Invite your friend and you'll move up in line: Optimal design of referral priority programs
- Author(s): Yang, L
- et al.
Published Web Locationhttps://doi.org/10.1287/msom.2020.0868
Problem definition: This paper studies the optimal design of referral priority programs, in which customers on a waiting list can jump the line by inviting their friends to also join the waiting list. Academic/practical relevance: Recent years have witnessed a growing presence of referral priority programs as a novel customer-acquisition strategy for firms that maintain a waiting list. Different variations of this scheme are seen in practice, raising the question of what should be the optimal referral priority mechanism. Methodology: I build an analytical model that integrates queuing theory into a mechanism design framework in which the objective of the firm is to maximize the system throughput, that is, accelerate customer acquisition as much as possible. Results: My analysis shows that the optimal mechanism has one of the following structures: full priority; partial priority; first in, first out (FIFO); and strategic delay. A full-priority (partial-priority) scheme enables referring customers to get ahead of all (only some) nonreferring ones. A FIFO scheme does not provide any priority-based referral incentive.
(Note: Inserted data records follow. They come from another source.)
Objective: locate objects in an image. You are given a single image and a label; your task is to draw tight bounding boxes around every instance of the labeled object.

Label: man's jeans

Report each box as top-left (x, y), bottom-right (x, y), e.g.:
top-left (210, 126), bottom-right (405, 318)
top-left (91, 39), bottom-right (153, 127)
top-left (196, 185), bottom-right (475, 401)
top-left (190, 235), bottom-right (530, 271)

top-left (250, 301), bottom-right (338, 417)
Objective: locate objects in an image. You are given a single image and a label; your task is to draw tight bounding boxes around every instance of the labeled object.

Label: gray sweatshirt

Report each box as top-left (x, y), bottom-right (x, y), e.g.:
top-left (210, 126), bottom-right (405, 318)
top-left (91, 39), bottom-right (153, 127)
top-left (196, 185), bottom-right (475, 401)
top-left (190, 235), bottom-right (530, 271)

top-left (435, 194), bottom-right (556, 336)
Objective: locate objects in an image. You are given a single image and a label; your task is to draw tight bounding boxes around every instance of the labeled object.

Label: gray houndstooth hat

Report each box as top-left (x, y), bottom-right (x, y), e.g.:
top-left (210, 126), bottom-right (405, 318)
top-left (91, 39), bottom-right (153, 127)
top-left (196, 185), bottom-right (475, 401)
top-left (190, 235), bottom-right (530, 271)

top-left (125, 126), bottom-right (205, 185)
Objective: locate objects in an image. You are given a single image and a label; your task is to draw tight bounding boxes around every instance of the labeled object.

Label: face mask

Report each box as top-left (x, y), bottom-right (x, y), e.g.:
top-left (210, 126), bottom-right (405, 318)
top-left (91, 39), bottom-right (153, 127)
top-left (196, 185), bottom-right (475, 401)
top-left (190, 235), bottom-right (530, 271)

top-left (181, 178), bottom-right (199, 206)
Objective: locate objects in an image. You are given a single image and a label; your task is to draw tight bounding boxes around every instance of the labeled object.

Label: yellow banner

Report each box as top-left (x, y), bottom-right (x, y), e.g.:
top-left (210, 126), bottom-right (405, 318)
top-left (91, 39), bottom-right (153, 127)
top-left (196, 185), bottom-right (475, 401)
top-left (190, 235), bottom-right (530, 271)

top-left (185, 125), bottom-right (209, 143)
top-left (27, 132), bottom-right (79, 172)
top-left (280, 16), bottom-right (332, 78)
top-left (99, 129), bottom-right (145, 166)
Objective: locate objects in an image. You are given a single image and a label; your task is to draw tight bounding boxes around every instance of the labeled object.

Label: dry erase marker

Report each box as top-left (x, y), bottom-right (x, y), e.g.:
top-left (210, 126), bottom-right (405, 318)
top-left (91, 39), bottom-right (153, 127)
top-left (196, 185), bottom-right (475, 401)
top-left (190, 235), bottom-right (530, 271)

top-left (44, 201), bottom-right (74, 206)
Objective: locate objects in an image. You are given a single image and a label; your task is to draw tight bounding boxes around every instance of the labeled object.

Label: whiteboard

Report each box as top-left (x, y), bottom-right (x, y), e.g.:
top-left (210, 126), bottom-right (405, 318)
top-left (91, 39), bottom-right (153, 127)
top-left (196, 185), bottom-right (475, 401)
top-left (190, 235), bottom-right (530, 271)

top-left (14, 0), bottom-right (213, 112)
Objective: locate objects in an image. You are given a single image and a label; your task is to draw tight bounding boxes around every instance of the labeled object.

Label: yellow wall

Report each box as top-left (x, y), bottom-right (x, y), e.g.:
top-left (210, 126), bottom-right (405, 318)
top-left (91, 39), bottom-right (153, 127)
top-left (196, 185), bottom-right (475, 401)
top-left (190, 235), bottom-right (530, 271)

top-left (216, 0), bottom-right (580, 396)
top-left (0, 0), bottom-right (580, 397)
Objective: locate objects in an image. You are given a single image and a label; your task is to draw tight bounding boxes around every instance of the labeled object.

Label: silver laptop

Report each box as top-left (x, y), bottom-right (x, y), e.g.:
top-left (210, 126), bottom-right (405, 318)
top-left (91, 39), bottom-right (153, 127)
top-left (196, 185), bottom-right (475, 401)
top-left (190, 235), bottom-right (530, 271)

A strategic-delay scheme grants full priority to referring customers but artificially inflates the delay of nonreferring ones. I show that FIFO is optimal if either the base-market size or the referral cost is large. Otherwise, partial priority is optimal if the base-market size is above a certain threshold; full priority is optimal at the threshold base-market size; strategic delay is optimal if the base-market size is below the threshold. I also find that referrals motivate the firm to maintain a larger capacity and therefore can surprisingly shorten the average delay, even though more customers sign up and strategic delay is sometimes inserted. Managerial implications: My paper provides prescriptive guidance for launching an optimal referral priority program and rationalizes common referral schemes seen in practice.